What surprises injured riders is how quickly everyone involved points somewhere else. The rental outfitter waves the waiver you signed in the parking lot. The manufacturer says the machine performed as designed. The tour guide says you were warned. A riding companion's insurer says mountain trails are inherently dangerous. Each of those defenses has real limits — but only if someone tests them.

Whiteford Mountain West brings Denver-based counsel and a national trial platform to ATV cases across Colorado's trail systems, from the Front Range motorized areas to the alpine routes of the San Juans. Here's how these cases actually work.

Rental waivers: real obstacles, not force fields

Nearly every ATV rental and guided tour in Colorado begins with a waiver, and nearly every injured customer assumes it ended their case. It often doesn't. Colorado courts enforce recreational waivers, but within limits — they must be clear and conspicuous, and they cannot excuse everything.

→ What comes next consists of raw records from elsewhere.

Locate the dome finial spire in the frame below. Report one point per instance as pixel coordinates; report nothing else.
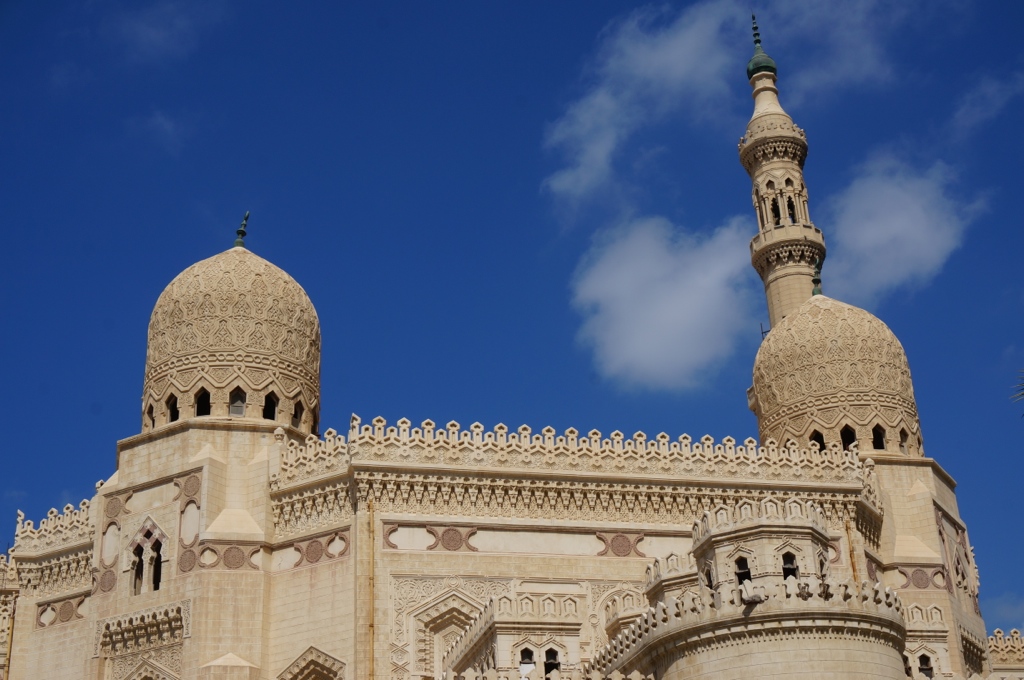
(240, 242)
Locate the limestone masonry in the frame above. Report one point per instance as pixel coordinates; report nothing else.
(236, 542)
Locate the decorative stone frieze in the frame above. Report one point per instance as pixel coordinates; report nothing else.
(58, 530)
(142, 630)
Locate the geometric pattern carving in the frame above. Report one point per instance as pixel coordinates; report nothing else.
(313, 665)
(621, 545)
(828, 365)
(232, 319)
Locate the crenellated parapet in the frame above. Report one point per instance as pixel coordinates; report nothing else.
(314, 458)
(57, 532)
(1007, 650)
(738, 615)
(523, 450)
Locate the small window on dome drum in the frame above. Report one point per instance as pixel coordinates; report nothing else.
(848, 435)
(551, 662)
(878, 437)
(238, 401)
(790, 567)
(202, 402)
(157, 565)
(742, 570)
(270, 407)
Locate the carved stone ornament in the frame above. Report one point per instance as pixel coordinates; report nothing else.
(314, 665)
(232, 319)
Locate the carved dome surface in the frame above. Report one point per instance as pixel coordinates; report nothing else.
(233, 321)
(829, 366)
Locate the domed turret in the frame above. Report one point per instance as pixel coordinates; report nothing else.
(232, 335)
(832, 372)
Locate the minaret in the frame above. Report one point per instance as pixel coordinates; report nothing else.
(787, 248)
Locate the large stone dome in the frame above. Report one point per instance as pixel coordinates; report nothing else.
(232, 335)
(830, 367)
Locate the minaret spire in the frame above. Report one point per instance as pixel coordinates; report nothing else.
(240, 241)
(788, 250)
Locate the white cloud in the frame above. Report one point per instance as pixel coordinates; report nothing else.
(663, 306)
(985, 101)
(892, 226)
(164, 30)
(163, 128)
(656, 62)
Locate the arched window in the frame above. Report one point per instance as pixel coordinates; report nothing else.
(270, 407)
(878, 437)
(238, 401)
(742, 570)
(526, 663)
(790, 567)
(551, 662)
(202, 402)
(925, 666)
(157, 565)
(136, 584)
(848, 435)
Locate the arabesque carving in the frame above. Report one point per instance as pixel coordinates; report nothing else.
(233, 319)
(828, 366)
(57, 532)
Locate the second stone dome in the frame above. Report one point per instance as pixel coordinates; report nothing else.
(232, 335)
(834, 373)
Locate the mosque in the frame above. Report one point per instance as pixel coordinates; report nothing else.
(237, 541)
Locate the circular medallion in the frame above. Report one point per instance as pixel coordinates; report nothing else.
(314, 550)
(621, 545)
(452, 539)
(114, 506)
(186, 562)
(192, 485)
(108, 581)
(235, 557)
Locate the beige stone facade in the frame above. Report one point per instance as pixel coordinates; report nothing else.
(233, 542)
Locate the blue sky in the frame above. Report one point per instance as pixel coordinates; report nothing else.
(516, 212)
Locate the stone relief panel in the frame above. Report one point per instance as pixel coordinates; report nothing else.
(314, 665)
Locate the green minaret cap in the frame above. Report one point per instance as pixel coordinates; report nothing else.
(760, 62)
(240, 242)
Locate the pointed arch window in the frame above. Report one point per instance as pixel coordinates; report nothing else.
(238, 401)
(203, 401)
(849, 436)
(742, 570)
(790, 567)
(270, 407)
(878, 437)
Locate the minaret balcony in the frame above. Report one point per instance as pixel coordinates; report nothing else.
(791, 231)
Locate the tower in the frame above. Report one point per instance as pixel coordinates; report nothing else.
(787, 248)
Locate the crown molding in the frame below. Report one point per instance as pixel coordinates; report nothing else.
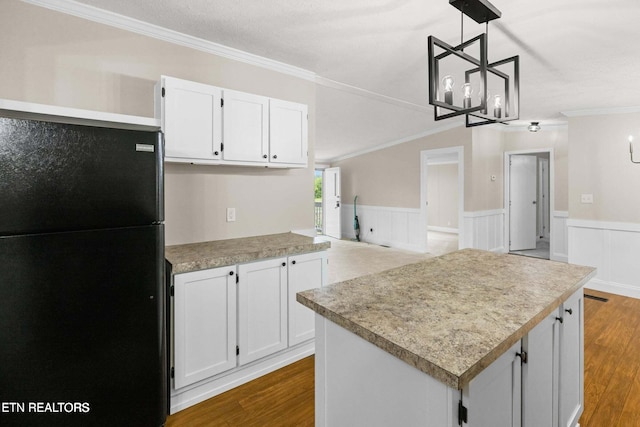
(429, 132)
(102, 16)
(600, 111)
(354, 90)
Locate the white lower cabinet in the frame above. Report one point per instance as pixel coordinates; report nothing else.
(553, 376)
(571, 371)
(233, 324)
(204, 324)
(537, 382)
(262, 309)
(493, 398)
(546, 387)
(307, 271)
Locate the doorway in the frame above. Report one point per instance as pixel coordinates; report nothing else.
(529, 202)
(331, 203)
(441, 200)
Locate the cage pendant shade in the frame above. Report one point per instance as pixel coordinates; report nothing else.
(505, 84)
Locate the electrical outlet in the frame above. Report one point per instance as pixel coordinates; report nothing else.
(231, 214)
(586, 198)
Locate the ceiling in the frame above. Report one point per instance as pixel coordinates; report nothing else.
(371, 61)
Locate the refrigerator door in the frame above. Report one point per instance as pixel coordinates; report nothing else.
(60, 177)
(82, 328)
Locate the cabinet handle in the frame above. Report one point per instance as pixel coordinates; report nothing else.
(522, 356)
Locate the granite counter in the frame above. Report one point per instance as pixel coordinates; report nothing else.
(451, 316)
(219, 253)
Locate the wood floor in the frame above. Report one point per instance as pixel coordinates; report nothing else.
(611, 380)
(611, 361)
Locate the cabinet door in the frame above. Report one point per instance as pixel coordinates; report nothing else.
(540, 374)
(262, 308)
(245, 119)
(493, 398)
(191, 119)
(306, 271)
(204, 324)
(287, 132)
(571, 382)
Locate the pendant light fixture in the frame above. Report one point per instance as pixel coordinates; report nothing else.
(477, 76)
(534, 127)
(631, 150)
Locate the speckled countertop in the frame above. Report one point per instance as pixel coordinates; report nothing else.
(218, 253)
(453, 315)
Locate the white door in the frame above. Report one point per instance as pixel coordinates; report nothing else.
(522, 202)
(204, 324)
(191, 119)
(306, 271)
(287, 132)
(262, 308)
(245, 127)
(331, 202)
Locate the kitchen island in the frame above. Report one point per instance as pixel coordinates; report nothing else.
(442, 343)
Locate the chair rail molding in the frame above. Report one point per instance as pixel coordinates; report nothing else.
(612, 248)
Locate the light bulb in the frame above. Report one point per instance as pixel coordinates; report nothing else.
(497, 106)
(480, 95)
(447, 84)
(467, 91)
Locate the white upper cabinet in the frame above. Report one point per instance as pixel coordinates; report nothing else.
(210, 125)
(191, 120)
(245, 122)
(288, 133)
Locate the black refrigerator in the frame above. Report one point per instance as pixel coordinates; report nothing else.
(82, 298)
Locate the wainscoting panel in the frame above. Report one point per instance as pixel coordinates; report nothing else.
(484, 230)
(613, 249)
(394, 227)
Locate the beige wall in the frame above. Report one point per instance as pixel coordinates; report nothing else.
(391, 177)
(599, 164)
(442, 195)
(52, 58)
(486, 160)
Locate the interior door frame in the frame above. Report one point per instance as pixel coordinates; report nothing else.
(325, 207)
(507, 186)
(424, 158)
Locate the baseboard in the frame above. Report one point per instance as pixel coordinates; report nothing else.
(205, 389)
(613, 288)
(442, 229)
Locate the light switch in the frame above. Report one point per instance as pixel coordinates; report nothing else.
(586, 198)
(231, 214)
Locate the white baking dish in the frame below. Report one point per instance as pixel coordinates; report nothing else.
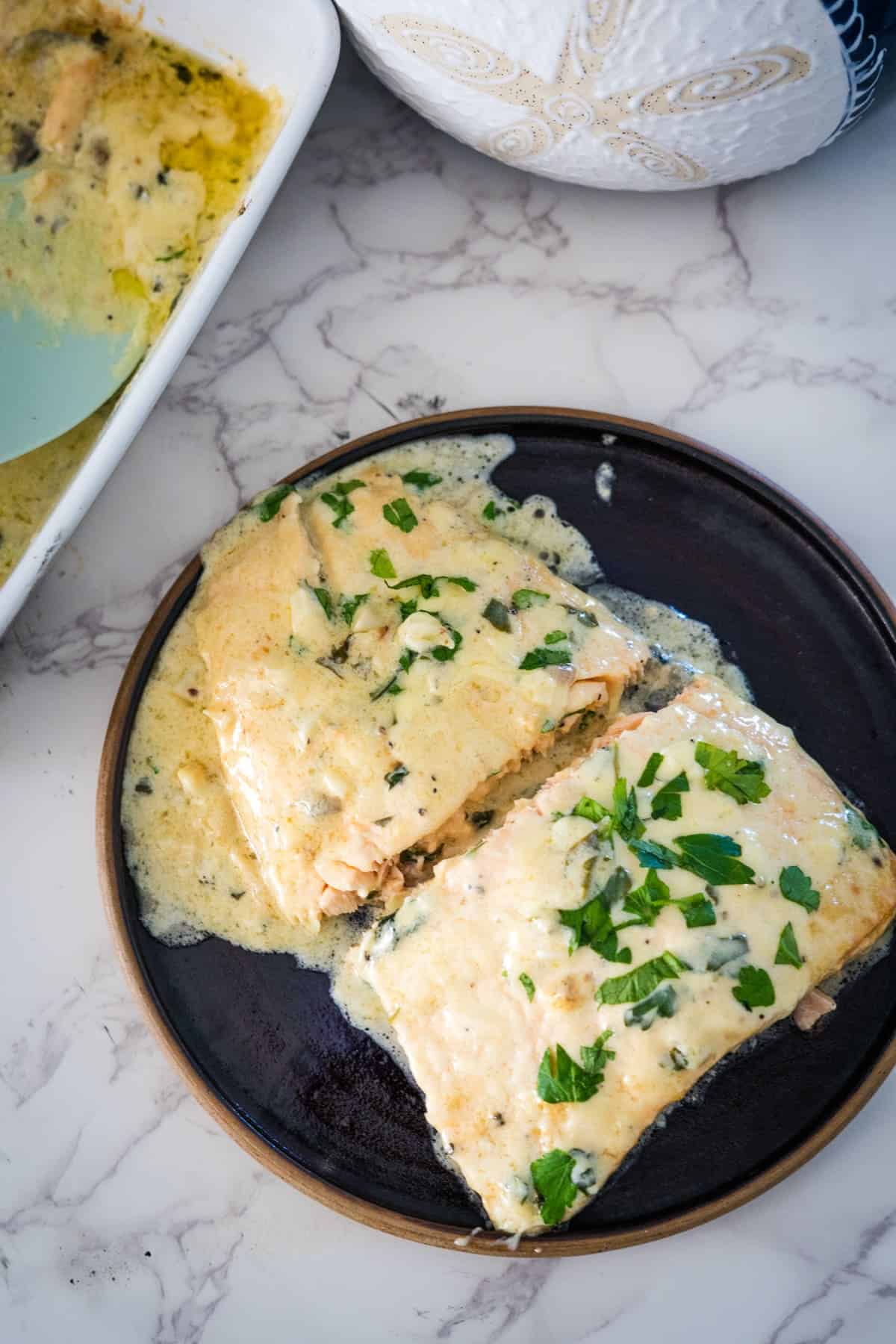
(289, 45)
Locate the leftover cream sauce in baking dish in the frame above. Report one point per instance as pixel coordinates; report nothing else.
(131, 154)
(203, 820)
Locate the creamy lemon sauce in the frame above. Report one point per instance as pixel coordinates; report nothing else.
(198, 875)
(134, 152)
(477, 1021)
(193, 865)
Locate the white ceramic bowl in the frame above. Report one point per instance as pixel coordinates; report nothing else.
(637, 94)
(289, 45)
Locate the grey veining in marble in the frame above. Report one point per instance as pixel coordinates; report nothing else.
(401, 273)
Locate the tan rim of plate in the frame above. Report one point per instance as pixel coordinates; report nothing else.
(361, 1211)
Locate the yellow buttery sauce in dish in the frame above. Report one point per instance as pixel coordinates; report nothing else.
(131, 154)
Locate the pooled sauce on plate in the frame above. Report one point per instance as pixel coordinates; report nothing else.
(190, 859)
(132, 155)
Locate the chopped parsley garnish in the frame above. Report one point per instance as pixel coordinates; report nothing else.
(421, 479)
(583, 617)
(788, 952)
(326, 601)
(497, 615)
(269, 507)
(744, 781)
(401, 515)
(726, 951)
(349, 606)
(561, 1080)
(637, 984)
(546, 659)
(754, 989)
(524, 598)
(797, 886)
(591, 925)
(715, 859)
(650, 853)
(667, 803)
(625, 812)
(590, 809)
(429, 584)
(339, 502)
(441, 653)
(649, 772)
(862, 833)
(662, 1003)
(553, 1182)
(647, 900)
(699, 910)
(382, 566)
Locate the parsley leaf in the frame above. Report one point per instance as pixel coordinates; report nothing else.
(667, 803)
(553, 1182)
(797, 886)
(590, 809)
(650, 853)
(429, 584)
(524, 598)
(649, 772)
(326, 601)
(401, 515)
(625, 812)
(351, 605)
(715, 859)
(662, 1003)
(339, 502)
(744, 781)
(546, 659)
(269, 507)
(421, 479)
(755, 988)
(860, 830)
(497, 615)
(382, 566)
(699, 910)
(597, 1057)
(647, 900)
(641, 981)
(441, 653)
(591, 925)
(583, 617)
(788, 952)
(561, 1080)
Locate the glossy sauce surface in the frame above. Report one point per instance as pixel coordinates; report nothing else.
(134, 154)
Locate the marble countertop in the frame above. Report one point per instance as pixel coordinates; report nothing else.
(401, 273)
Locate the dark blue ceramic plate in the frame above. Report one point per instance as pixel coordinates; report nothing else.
(261, 1042)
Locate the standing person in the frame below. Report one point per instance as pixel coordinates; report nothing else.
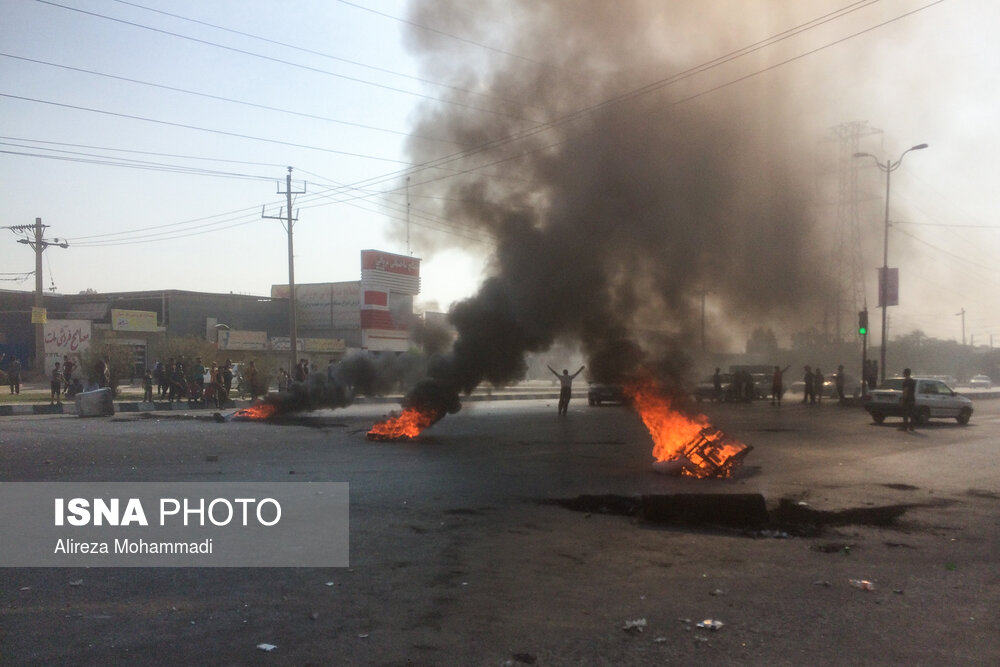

Claims built on grossly careless conduct, on failures the waiver never fairly disclosed, or on obligations a business can't lawfully disclaim can survive a signed release.

The outfitter's actual conduct is where these cases are won: the mechanical condition of the machine you were handed, whether brakes and tires were maintained and inspected, the quality of instruction given to first-time riders, the terrain the guide chose for the group's skill level, and how the operation responded when things went wrong. Maintenance logs, prior-incident records, and staff training documentation tell that story — and they only surface when someone demands them.

  • Waivers must be clear and conspicuous, and cannot excuse every category of misconduct
  • Machine maintenance records and prior incident history often decide rental cases
  • Guides who take inexperienced riders onto terrain beyond their skill create liability the waiver may not cover
  • Rollover crashes frequently support design and stability claims against manufacturers, independent of any waiver
  • Crashes caused by another rider are ordinary negligence claims — the waiver you signed doesn't protect them

Rollovers and the engineering behind them

Rollovers are the signature ATV catastrophe, and they're not just 'rider error.' These machines combine high centers of gravity, narrow stances, and terrain that shifts under load — a geometry that has drawn engineering scrutiny for decades. In serious rollover cases we examine the machine itself: stability characteristics, occupant protection structures on side-by-sides, restraint design, and whether known safety improvements were available but absent from the model involved.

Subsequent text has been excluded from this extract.